New York police clear building occupied by pro-Palestinian protesters at Columbia
Officers have swept through other campuses across the US over the last two weeks, leading to confrontations and more than 1,100 arrests in at least 20 states
Streets closed off to traffic in a wide perimeter around Columbia University and the deployment of hundreds of special operations police officers on Tuesday were signs that a forceful eviction of pro-Palestinian protesters was imminent. After a day of tense calm punctuated by student concentrations in support of the protesters who had locked themselves up inside Hamilton Hall, an administrative campus building, hundreds of NYPD officers were deployed outside the main entrance to the campus of the elite university at 7 p.m., ready to intervene.
At around 9:15 p.m., the police entered the premises. Between 30 and 40 officers climbed up a ladder and entered the occupied building through an upper floor window. Hamilton Hall, which has a history of student occupations, was cleared before dawn on Wednesday and dozens of students were arrested without putting up any resistance.
Elsewhere, arrests were also made at the nearby City College of New York, where demonstrators were in a standoff with police outside the public college’s main gate. And across the country, clashes broke out overnight between dueling groups at the protest encampment at the University of California, Los Angeles. Police have swept through other campuses across the U.S. over the last two weeks, leading to confrontations and more than 1,100 arrests in at least 20 states.
While the specialized officers approached Columbia’s Morningside campus on foot from adjacent streets, the university’s Emergency Management Operations team urged students to shelter in place due to increased activity on the Morningside campus. Failure to comply could result in disciplinary action, they warned. The NYPD issued the same notice to students living in one of the seven residence halls on campus.
The occupation of Hamilton Hall by a so-called “autonomous group” made up of dozens of protesters early on Tuesday seems to have changed the mind of the Columbia governing board, which until now had ruled out resorting to the police again to restore order on the premises. The police must be specifically asked to intervene and cannot do so on their own decision.
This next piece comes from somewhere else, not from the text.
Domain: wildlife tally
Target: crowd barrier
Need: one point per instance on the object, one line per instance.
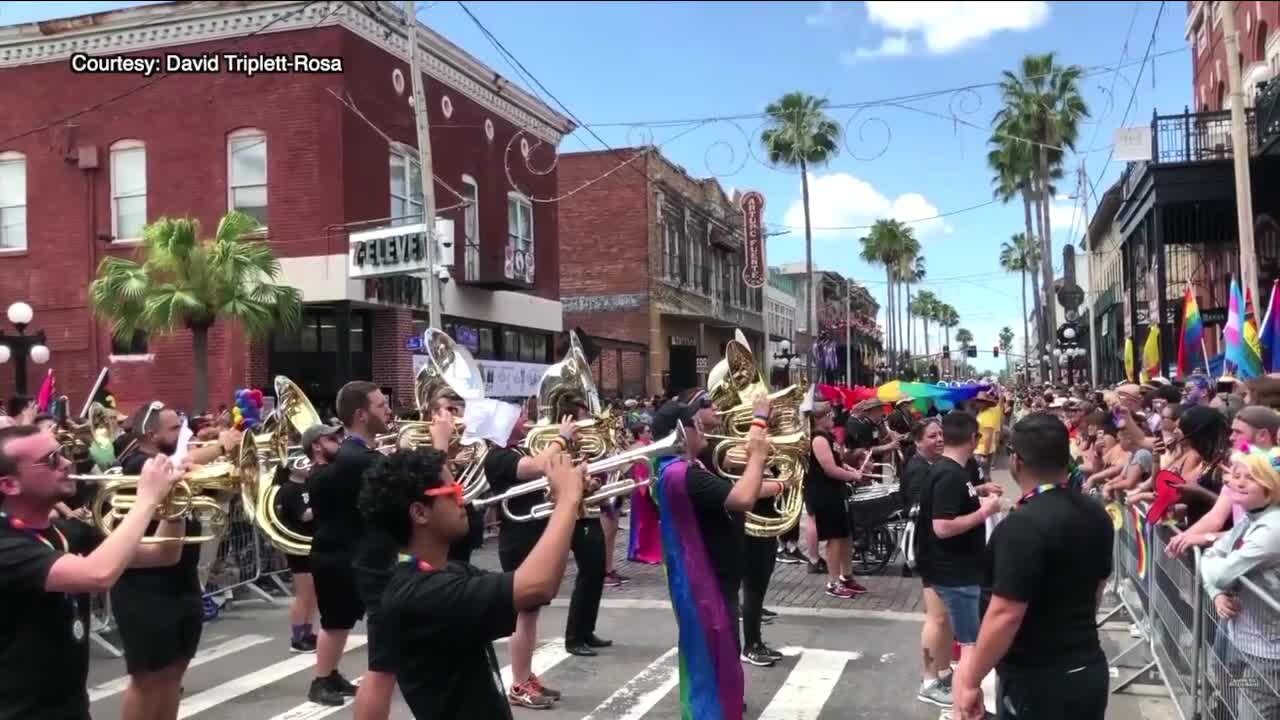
(1212, 669)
Two weeks ago the NYPD was called in to dismantle the first Gaza solidarity encampment, which ended in around 100 arrests.
Columbia published the letter sent by President Nemat Minouche Shafik to the NYPD on April 30 to request help. “The events on campus last night have left us no choice. With the support of the University’s Trustees, I have determined that the building occupation, the encampments, and related disruptions pose a clear and present danger to persons, property, and the substantial functioning of the University and require the use of emergency authority to protect persons and property,” wrote the president. “With the utmost regret, we request the NYPD’s help to clear all individuals from Hamilton Hall and all campus encampments.”
The students barricaded in Hamilton Hall had renamed the building Hind’s Hall in memory of Hind Rajab, a Palestinian five-year-old girl who died alone, among corpses, begging for help for hours after the vehicle in which she was traveling was hit by Israeli fire. In an update sent by the university, officials warned that “students occupying the building face expulsion.” They also said that “this is about responding to the actions of the protesters, not their cause.”
The nationwide protests, which were initiated at Columbia and quickly spread to other universities from coast to coast, is reminiscent of the outcry against the Vietnam War and, as those protests did in 1968, it is now affecting the political sphere. Pressure has come not only from Republican members of Congress — the Speaker of the House, Mike Johnson, visited the campus last week in support of Jewish students — but also from some Democrats ahead of the presidential election in November, with the protests threatening to cost President Joe Biden even more support at the polls.